Last Tuesday, the Supreme Court heard argument in Smith v. Spisak, a capital habeas case on the issue of whether a jury must find unanimity on a mitigating factors before deciding whether to impose a death penalty. The transcript of the oral argument is here (courtesy of SCOTUSblog).
Since the core of the case focuses on capital sentencing issues, it won't have much application to habeas petitions in New York. But I have previously noted around here that Musladin (i.e. the diminishing range of what constitutes "clearly established law") may rear its ugly head in this case so it was worthwhile to pay some attention to it.

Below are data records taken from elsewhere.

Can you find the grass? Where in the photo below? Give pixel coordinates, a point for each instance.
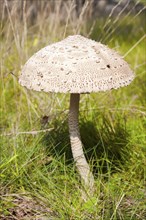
(38, 176)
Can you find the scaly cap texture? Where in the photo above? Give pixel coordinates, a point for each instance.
(76, 65)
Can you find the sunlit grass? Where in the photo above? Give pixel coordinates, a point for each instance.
(112, 128)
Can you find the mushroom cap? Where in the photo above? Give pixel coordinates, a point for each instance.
(76, 65)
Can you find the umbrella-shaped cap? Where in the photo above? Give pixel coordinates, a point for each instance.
(75, 65)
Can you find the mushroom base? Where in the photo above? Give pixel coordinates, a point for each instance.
(77, 146)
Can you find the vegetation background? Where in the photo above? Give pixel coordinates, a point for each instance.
(38, 176)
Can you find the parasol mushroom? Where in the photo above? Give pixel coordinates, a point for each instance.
(76, 65)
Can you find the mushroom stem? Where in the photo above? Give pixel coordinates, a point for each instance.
(77, 146)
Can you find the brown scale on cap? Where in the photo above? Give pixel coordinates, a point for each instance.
(75, 60)
(76, 65)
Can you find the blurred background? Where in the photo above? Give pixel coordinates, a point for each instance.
(38, 176)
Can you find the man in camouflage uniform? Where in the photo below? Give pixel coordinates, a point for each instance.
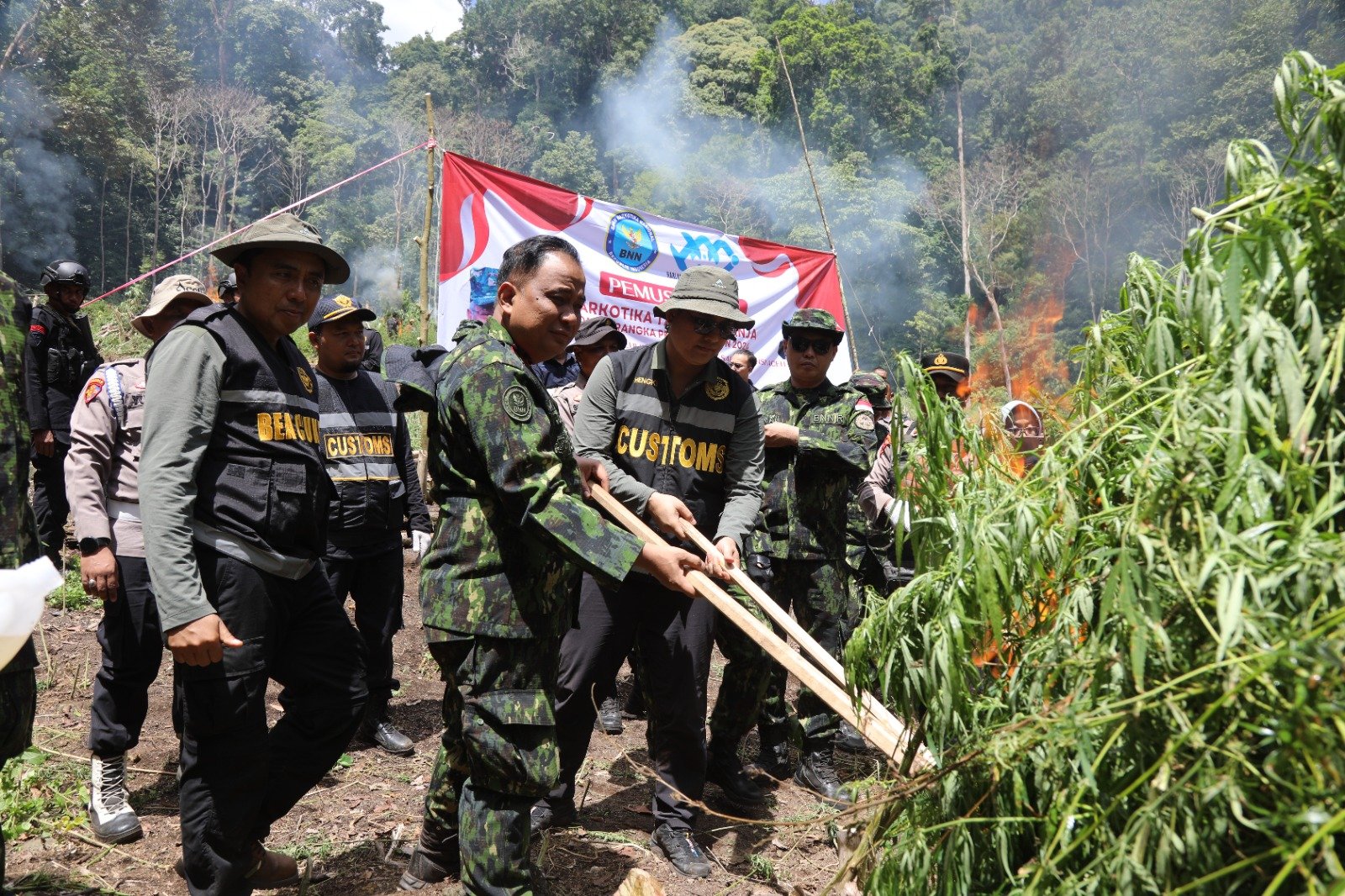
(18, 529)
(818, 447)
(498, 582)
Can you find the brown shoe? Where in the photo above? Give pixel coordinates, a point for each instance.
(271, 871)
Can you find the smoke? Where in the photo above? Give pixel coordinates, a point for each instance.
(37, 186)
(373, 279)
(721, 170)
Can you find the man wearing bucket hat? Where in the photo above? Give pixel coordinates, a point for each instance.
(235, 530)
(376, 494)
(103, 485)
(679, 436)
(818, 447)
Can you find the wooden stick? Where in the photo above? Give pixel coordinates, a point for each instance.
(889, 741)
(782, 618)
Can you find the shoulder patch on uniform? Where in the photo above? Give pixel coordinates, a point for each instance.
(93, 389)
(518, 403)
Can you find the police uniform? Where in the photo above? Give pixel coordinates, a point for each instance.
(235, 526)
(703, 447)
(103, 485)
(18, 529)
(809, 488)
(497, 593)
(61, 358)
(376, 493)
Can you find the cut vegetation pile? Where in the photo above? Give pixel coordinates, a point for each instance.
(1165, 587)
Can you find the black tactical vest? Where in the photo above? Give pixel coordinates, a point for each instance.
(261, 479)
(677, 445)
(360, 441)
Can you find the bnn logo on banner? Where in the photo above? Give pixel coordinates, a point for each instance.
(631, 261)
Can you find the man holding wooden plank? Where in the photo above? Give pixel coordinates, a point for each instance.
(681, 439)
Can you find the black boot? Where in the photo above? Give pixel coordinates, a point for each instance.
(378, 730)
(679, 848)
(609, 716)
(434, 860)
(851, 741)
(725, 770)
(818, 772)
(636, 703)
(773, 757)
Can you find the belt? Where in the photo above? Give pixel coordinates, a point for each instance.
(127, 510)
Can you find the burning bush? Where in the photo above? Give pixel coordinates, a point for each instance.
(1177, 721)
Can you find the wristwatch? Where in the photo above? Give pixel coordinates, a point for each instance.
(93, 546)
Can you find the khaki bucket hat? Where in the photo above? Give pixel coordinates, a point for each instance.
(706, 291)
(167, 293)
(286, 232)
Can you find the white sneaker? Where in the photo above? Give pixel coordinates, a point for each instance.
(111, 815)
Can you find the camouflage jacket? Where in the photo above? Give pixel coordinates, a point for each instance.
(18, 528)
(513, 530)
(809, 488)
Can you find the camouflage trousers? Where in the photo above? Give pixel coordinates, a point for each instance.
(498, 754)
(18, 708)
(746, 670)
(820, 593)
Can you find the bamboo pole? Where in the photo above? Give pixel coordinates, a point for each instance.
(782, 618)
(891, 741)
(430, 170)
(430, 158)
(826, 228)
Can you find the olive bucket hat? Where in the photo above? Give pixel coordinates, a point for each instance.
(286, 232)
(706, 291)
(167, 293)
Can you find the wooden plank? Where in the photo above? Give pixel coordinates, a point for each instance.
(891, 741)
(782, 618)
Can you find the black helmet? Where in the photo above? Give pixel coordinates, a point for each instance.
(65, 271)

Over the weekend (and again this morning), I read the transcript of the oral argument. The State of Ohio did make the Musladin argument, but no judge really followed up on it. Instead, a more fundamental issue concerning clearly established law came up. The substantive argument in Spisak relies upon the Supreme Court decision of Mills v. Maryland. Apparently, that case was decided by the Supreme Court after the State Supreme Court decision (and the state court's denial of reargument) and before cert. was denied. At the argument, Judge's Sotomayor, Alito and Scalia questioned both sides as to whether Mills should even be considered clearly established law in the case as it was decided after the state court could act in the case. Essentially, the point, which has its logic, is that how can Mills apply if the state court was never given an opportunity to apply it.
The question caught the State attorney off guard a little, even though it was favorable, since it seems as if it had always been all parties belief that Mills applied to the case. In response, counsel for habeas did make the important point that Teague set the point in time for when Supreme Court cases apply on collateral review, which was when review by the Supreme Court had ended. And Justice O'Connor stated in Williams v. Taylor, the first real significant case interpreting the meaning of the AEDPA, that the meaning of clearly established law will be set using the same rules as those in Teague.

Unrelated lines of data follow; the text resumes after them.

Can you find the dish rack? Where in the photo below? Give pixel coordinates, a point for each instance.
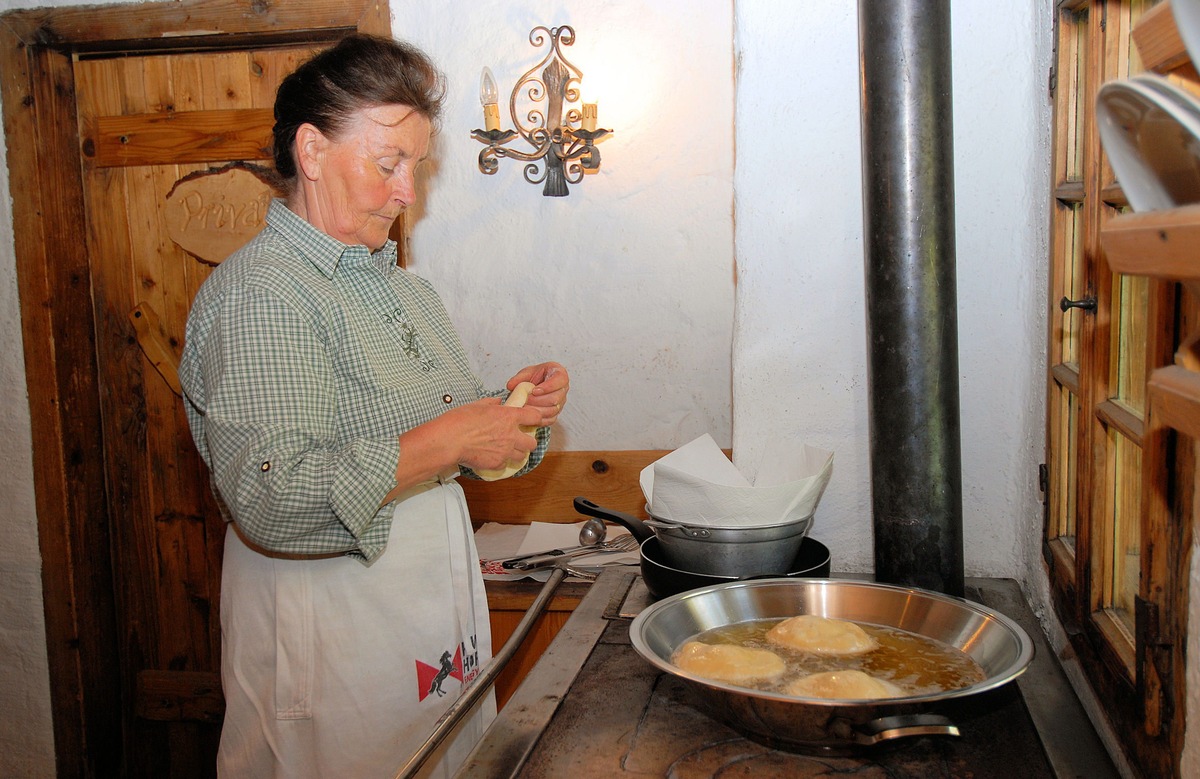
(1164, 244)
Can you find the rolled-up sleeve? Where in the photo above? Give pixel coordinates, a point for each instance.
(269, 420)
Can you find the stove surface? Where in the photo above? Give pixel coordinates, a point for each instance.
(595, 708)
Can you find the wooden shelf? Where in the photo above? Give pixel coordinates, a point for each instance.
(1159, 244)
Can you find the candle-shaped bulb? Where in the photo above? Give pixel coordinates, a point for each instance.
(589, 117)
(490, 97)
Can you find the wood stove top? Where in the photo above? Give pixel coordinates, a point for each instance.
(593, 707)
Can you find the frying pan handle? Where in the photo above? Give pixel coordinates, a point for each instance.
(630, 522)
(901, 725)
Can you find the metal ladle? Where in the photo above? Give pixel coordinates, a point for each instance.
(593, 532)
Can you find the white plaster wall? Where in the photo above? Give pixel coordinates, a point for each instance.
(799, 359)
(629, 280)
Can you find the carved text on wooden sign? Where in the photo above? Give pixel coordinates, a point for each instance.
(213, 214)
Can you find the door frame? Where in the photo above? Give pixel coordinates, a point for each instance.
(45, 161)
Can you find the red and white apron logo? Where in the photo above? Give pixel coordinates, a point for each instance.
(430, 678)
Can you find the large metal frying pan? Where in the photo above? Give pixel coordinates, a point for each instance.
(719, 551)
(832, 726)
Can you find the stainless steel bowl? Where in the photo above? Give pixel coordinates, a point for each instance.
(997, 643)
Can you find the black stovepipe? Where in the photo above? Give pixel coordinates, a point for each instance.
(911, 298)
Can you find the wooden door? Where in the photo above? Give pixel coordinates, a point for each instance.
(105, 113)
(137, 115)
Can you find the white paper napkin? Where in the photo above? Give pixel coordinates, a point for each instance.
(701, 486)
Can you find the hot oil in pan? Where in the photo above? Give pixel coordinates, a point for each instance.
(918, 665)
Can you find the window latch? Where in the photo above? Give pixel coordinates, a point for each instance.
(1086, 304)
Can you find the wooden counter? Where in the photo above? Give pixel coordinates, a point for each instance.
(508, 601)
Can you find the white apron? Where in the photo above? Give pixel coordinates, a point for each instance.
(335, 669)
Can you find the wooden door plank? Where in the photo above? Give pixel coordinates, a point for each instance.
(67, 459)
(205, 136)
(191, 23)
(189, 90)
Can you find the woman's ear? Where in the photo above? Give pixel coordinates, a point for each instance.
(310, 150)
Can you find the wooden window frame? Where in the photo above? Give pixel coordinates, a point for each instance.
(1138, 676)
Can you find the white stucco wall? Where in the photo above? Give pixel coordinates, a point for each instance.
(799, 364)
(629, 280)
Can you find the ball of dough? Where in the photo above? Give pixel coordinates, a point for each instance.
(822, 635)
(844, 685)
(729, 663)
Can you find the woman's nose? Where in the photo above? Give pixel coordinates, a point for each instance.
(405, 189)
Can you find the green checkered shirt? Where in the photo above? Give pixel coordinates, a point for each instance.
(305, 359)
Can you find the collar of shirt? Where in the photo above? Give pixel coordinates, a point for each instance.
(321, 249)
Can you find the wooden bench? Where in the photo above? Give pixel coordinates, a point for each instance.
(546, 495)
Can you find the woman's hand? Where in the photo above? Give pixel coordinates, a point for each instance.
(484, 435)
(490, 435)
(551, 384)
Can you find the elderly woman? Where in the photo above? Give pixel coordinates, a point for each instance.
(334, 405)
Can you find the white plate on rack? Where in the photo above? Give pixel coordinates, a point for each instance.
(1151, 132)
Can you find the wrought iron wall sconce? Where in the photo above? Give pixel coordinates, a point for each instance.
(563, 137)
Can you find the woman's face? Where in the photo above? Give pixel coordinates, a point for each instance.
(361, 180)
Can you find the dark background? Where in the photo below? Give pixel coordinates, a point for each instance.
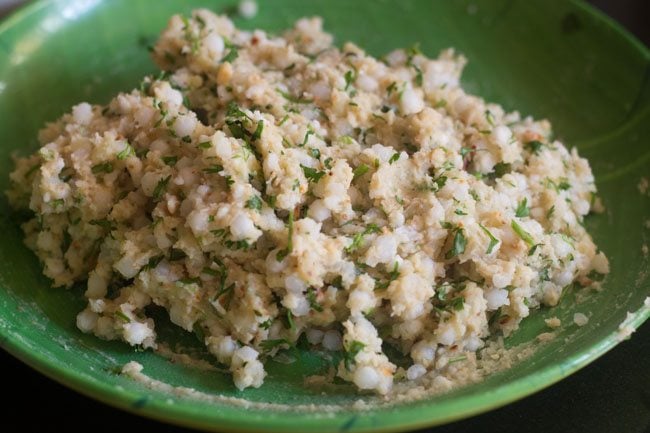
(612, 395)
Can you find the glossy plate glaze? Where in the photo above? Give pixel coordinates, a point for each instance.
(555, 59)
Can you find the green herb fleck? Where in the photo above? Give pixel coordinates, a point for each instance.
(123, 317)
(351, 352)
(312, 174)
(128, 151)
(170, 160)
(493, 240)
(459, 244)
(523, 234)
(313, 303)
(269, 345)
(534, 146)
(358, 238)
(254, 202)
(360, 170)
(286, 251)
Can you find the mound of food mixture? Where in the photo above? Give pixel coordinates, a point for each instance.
(268, 191)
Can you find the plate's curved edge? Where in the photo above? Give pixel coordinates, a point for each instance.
(123, 399)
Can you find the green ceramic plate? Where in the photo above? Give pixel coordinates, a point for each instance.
(554, 59)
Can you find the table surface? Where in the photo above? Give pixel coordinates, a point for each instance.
(610, 395)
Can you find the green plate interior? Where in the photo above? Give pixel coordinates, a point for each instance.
(554, 59)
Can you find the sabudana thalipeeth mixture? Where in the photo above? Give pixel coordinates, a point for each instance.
(268, 188)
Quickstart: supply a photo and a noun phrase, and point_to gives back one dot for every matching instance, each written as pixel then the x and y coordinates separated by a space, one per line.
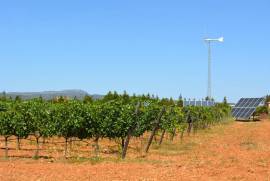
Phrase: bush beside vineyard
pixel 115 116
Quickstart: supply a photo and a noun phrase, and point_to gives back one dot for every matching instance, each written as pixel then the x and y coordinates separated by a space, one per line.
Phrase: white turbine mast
pixel 208 41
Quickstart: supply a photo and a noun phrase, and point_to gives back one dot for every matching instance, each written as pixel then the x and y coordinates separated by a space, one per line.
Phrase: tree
pixel 180 102
pixel 87 99
pixel 225 100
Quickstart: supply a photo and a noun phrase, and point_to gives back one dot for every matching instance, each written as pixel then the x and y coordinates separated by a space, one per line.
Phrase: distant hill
pixel 47 95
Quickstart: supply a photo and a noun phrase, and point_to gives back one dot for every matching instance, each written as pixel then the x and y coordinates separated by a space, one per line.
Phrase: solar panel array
pixel 245 108
pixel 199 103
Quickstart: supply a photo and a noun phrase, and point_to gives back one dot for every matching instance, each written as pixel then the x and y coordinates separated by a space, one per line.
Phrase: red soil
pixel 235 151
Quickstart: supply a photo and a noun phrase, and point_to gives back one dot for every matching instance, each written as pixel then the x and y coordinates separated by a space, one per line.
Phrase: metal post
pixel 209 91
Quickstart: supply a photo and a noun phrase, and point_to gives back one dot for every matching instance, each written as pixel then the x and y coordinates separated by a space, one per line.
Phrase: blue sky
pixel 139 46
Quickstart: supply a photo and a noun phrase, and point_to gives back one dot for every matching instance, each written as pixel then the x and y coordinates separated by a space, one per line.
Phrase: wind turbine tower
pixel 209 41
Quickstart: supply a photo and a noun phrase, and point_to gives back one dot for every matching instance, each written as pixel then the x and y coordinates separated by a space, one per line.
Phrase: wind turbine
pixel 209 41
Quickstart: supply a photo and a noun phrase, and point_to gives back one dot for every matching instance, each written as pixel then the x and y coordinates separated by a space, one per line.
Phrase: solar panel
pixel 199 103
pixel 246 107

The issue kind of petered out after counsel made this point. But could the Supreme Court be pulling back on the meaning of clearly established law again? Are they going to conclude that clearly established law is the law in place at the final moment that the state court can act in the case, as opposed to the conclusion of review by the Supreme Court?
If I had to guess I'd say no. But it certainly is something that bears watching.